Dad: "Okay, sports and another diet. Does not sound too complicated to me."
I: "No, and that's not why they call me. Everyone can look up those methods on the internet or read a good book about them. But there's more to it than just the training. There's also the consulting part.
"Take sports: I analyze the sports background of my customer, figure out how long he can run in 12 minutes (called the Cooper test), or what his resting pulse rate is. Based on that I develop a training program for him. Same with the diet: I measure his weight, his body fat, figure out what he eats all day. From that I develop a diet plan which should help him lose weight."
Dad: "Hm, but I've seen such plans in magazines. There are magazine for the stuff you do, too, are there not? Why do the customers pay you instead of buying a magazine?"
I: "Because I offer made-to-measure plans, only for that particular customer.
"But let's imagine my customer would find a good plan for his needs in a magazine, then he would still benefit from my work. This is where the coaching part comes into play. As a coach, I help my customer find his way through all that change that's necessary to lose weight."
Dad: "Aha. And that's what you do all day?"
I: "Jup. Hey! What's the meaning of that look of yours?"
Dad: "I don't mean to offend you, but... Well, it sounds so simple what you do..."
I: "Simple? Losing weight is simple? You know it's not."
We both look at his belly.
I: "Often customers want to lose weight, but at the same time they don't want to change their diet or start doing sports. If they are willing to change the diet, I have to explain again and again why they should eat less sugar and what's that got to do with their dicky heart.
"Sometimes the customer 'reframes' my advice. My advice could be drinking water instead of coke. After a while, the customer might not like drinking water anymore. It's just not tasty anymore. He might change to diet coke, which could complicate his health more than staying with the original coke. Then I'm there helping him to understand what he's doing and what consequences that means for him and his goals.

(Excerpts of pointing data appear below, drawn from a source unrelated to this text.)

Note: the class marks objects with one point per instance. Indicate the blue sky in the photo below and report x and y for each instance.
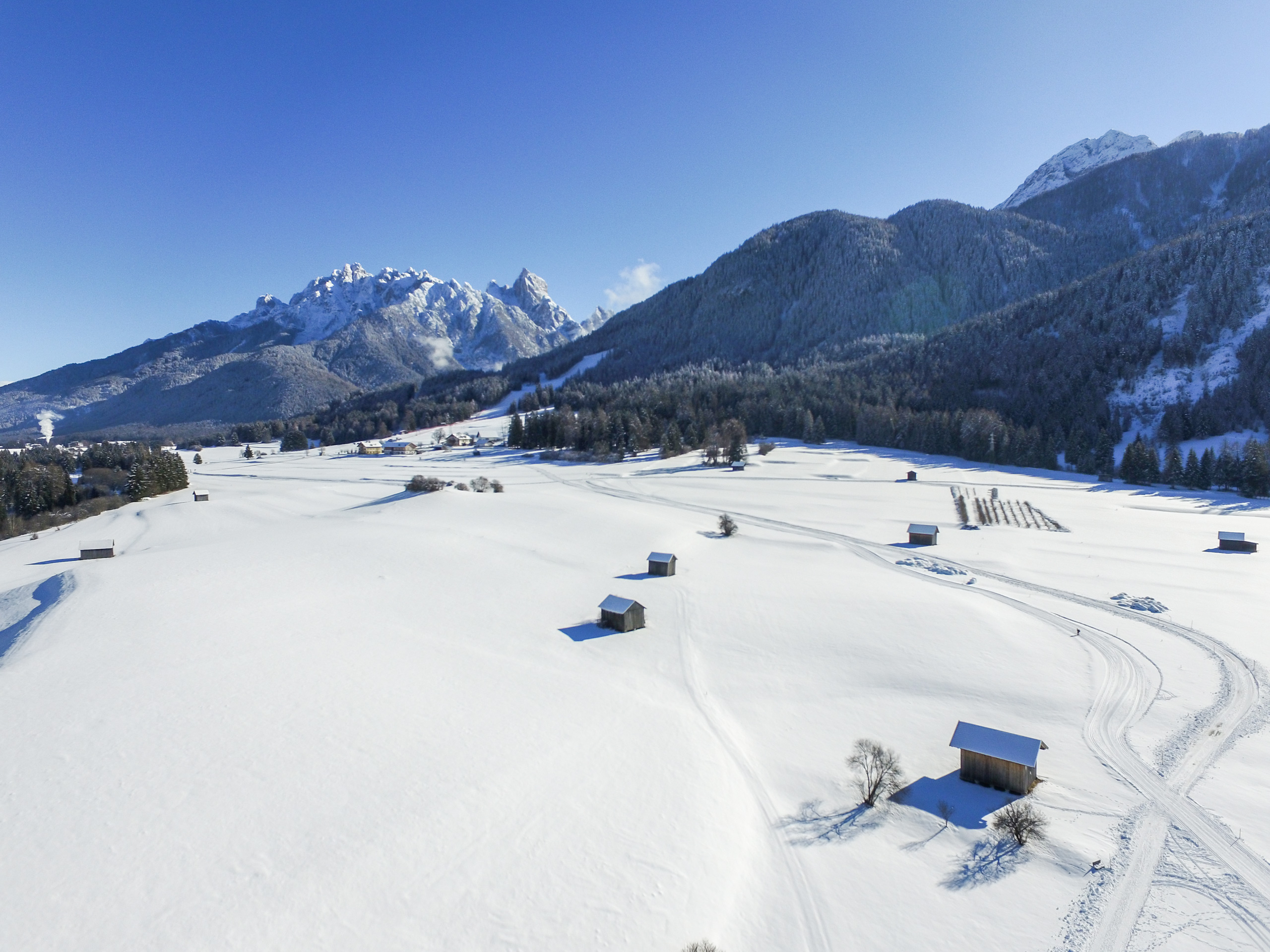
(163, 166)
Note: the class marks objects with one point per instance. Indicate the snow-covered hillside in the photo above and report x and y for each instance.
(1147, 395)
(1076, 160)
(319, 713)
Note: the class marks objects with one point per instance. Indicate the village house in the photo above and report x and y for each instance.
(1235, 542)
(622, 613)
(661, 564)
(922, 535)
(400, 447)
(97, 549)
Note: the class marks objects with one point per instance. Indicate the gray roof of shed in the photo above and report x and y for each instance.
(615, 603)
(1003, 746)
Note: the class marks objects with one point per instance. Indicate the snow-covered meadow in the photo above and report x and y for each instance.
(320, 713)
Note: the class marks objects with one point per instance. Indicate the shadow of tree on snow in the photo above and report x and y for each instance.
(988, 861)
(811, 826)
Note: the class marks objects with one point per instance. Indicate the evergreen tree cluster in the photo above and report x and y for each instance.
(157, 474)
(37, 489)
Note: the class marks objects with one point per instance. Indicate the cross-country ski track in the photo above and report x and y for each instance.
(1126, 691)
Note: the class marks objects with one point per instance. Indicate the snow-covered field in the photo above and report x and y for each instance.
(319, 713)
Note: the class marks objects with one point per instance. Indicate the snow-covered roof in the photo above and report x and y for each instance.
(1003, 746)
(614, 603)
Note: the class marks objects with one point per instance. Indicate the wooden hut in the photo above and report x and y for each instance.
(661, 564)
(1235, 542)
(622, 613)
(922, 535)
(997, 760)
(97, 549)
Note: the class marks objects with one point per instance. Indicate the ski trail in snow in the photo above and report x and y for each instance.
(45, 595)
(816, 936)
(1119, 704)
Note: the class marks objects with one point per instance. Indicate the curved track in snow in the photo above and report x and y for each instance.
(1127, 688)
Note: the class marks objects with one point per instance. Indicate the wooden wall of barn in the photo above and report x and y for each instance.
(995, 772)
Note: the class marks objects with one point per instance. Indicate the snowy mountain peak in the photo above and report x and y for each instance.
(1076, 160)
(530, 294)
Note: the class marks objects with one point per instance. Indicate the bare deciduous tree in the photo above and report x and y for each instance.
(1020, 822)
(878, 771)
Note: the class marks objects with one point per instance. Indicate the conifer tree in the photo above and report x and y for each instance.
(1174, 472)
(1192, 474)
(1207, 469)
(1104, 456)
(672, 445)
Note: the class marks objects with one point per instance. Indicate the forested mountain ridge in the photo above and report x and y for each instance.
(818, 282)
(826, 280)
(1144, 200)
(1020, 385)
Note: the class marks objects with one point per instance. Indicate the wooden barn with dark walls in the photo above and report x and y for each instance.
(997, 760)
(661, 564)
(1235, 542)
(622, 613)
(97, 549)
(922, 535)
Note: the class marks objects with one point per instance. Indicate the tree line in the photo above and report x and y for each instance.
(37, 489)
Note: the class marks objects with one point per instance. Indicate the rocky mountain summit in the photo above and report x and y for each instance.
(346, 332)
(1076, 160)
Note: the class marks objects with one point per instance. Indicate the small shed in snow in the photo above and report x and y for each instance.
(622, 613)
(922, 535)
(1235, 542)
(97, 549)
(994, 758)
(661, 564)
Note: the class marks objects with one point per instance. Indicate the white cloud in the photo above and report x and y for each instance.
(636, 282)
(45, 419)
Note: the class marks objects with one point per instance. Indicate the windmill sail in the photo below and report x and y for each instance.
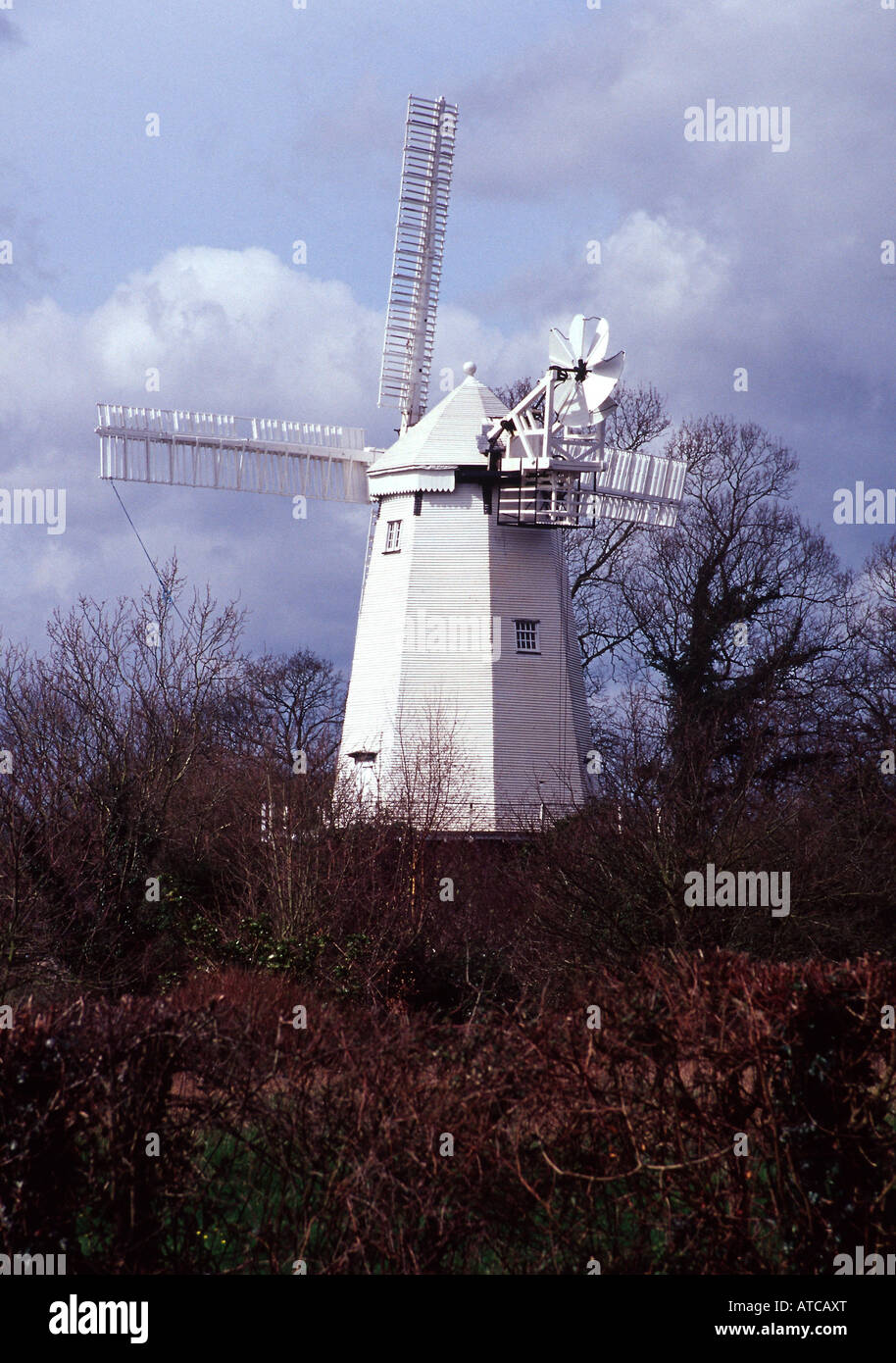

"Sometimes the customer can't get up and find the energy to go for a run, even he knows exactly that and why he should. Then I motivate him, show him the negative consequences if he does not run and the already visible positive consequences of what he achieved with all his running before.
"Sometimes the customers is so eager to lose weight, that he runs too much, e.g. every day instead of only thrice a week. Then I'm there for him, appease him and let him know about sustainable pace, that he's not ready yet to run that often.
"And there are thousands of other challenges I face at the customers every day when I coach."
Dad: "Wow, that's impressive! Didn't know you're doing all this at your work."
I think he was really impressed. And for the first time I think I could explain what I do for my living - training, consulting, and coaching - in a non-nerdy way.
If you are a not a nerd, do you understand, what I tried to explain?